HA_HTTP_HOST=homeassistant
HA_HTTP_PORT=8123
PROTOCOL=http
# Otherwise, define HA_HTTP_HOST to empty value

EMAILLOGIN="YOUREMAILLOGIN"
EMAILPASSWORD="YOUREMAILPASSWORD"
MAILSERVER=YOURMAILSERVER


mkdir -p /etc/monit.d

# change line with uncomment include of monit.d 
sed -i 's@#\(\s*include\s*/etc/monit.d\)@\1@' /etc/monitrc
sed -i 's@set log syslog@set log /var/log/monit.log@' /etc/monitrc

if [ "$HA_HTTP_HOST" != "" ] ; then 
  cat > /etc/monit.d/ha <<EOHA
  check host ha with address $HA_HTTP_HOST
    # with pidfile PATHTOPIDFILE
    if failed
       port $HA_HTTP_PORT protocol $PROTOCOL
       # Expect unauthorized, shows that the server is up
       # Could check status if API key provided.
       #and request /api/ with content = "401: Unauthorized" with timeout 20 seconds
       and request / with timeout 20 seconds
       then
         # Alert, for testing
         alert
         # Change to exec when confident that this works
         # exec "/usr/bin/ha core restart"
    group ha
EOHA
fi


# RESTART HA when CPU LOAD is high for 10 minutes
cat > /etc/monit.d/checkload <<EOCPUHIGH
check system homeassistant.local
  if loadavg (1min) per core > 1.5 for 10 cycles then alert
  if loadavg (1min) per core > 1.5 for 15 cycles then exec "/usr/bin/ha core restart"
EOCPUHIGH

# Its possible to set up mail alerts.
# Example for server using TLS on port 587:



cat > /etc/monit.d/mailserver <<EOMS
set mailserver
      $MAILSERVER port 587 username "$EMAILLOGIN" password "$EMAILPASSWD" using tlsv1
EOMS

monit
monit reload
sleep 1
monit summary
1 Like

Excellent, thanks.

I use monit on other servers by exposing the builtin httpd daemon and allowing access from my subnet.

set httpd port 2812 
    allow 192.168.X.0/255.255.255.0        # allow localhost to connect to the server and

and then pulling the xml data

http://192.168.7.XX:2812/_status?format=xml

in via Node-Red to be processed.

I tried to work out how to pull that xml into HA a while back without success;

I have not been using the restful interface yet, but this thread may help - it confirms that there is a kind of conversion from XML and may indicate how this happens.

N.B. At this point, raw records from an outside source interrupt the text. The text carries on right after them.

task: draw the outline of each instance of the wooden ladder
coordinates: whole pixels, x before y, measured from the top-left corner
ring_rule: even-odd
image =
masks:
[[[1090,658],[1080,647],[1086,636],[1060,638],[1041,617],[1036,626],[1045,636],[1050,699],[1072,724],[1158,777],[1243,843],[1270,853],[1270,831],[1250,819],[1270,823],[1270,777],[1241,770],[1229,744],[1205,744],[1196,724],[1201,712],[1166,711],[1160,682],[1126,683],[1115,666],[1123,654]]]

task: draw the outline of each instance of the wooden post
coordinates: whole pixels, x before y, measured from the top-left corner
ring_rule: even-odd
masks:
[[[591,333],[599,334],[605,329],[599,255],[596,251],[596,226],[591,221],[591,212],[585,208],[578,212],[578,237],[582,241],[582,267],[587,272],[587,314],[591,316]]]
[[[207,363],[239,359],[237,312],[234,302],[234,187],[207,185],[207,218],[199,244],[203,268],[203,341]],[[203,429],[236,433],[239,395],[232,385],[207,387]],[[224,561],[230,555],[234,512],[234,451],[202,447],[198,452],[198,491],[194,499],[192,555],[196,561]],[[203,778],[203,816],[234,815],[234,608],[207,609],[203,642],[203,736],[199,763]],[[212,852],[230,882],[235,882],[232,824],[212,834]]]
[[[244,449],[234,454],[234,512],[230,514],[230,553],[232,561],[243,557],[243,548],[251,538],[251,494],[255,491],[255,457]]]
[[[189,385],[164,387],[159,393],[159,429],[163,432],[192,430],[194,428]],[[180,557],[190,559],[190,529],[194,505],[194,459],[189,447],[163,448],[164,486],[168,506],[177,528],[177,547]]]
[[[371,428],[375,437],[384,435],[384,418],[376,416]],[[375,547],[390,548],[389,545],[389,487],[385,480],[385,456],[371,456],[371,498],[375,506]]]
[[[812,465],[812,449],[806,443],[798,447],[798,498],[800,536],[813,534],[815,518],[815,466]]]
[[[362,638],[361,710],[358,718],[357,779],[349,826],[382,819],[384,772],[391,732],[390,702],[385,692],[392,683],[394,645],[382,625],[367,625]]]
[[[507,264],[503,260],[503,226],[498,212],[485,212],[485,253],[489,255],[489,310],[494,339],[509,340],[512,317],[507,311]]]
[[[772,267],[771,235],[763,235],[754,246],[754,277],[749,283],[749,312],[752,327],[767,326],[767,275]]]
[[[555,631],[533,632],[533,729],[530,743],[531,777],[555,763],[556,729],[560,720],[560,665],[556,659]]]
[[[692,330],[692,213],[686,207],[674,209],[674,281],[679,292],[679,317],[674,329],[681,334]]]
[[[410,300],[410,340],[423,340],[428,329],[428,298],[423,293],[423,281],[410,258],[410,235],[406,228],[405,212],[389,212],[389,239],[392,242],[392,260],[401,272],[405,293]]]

My idea was not so much to show a status of monit in the UI but to restart ha core when there is an issue we can detect with monit that the supervisor can’t or won’t because of a design choice.

[Note: my regular computer broke down yesterday so it will take a while before I finish the script]

1 Like

Ah, OK, that makes sense. There are other routes for getting this sort of data.

From the last issue with DST, it looks like prolonged CPU high use might be another trigger.

Yep, that’s in the list: “Add some monitoring to monitor cpu load (and restart HA)” .

1 Like

I worked on the setup script which works for me.

Note the following code:

         # Alert, for testing
         alert
         # Change to exec when confident that this works
         # exec "/usr/bin/ha core restart"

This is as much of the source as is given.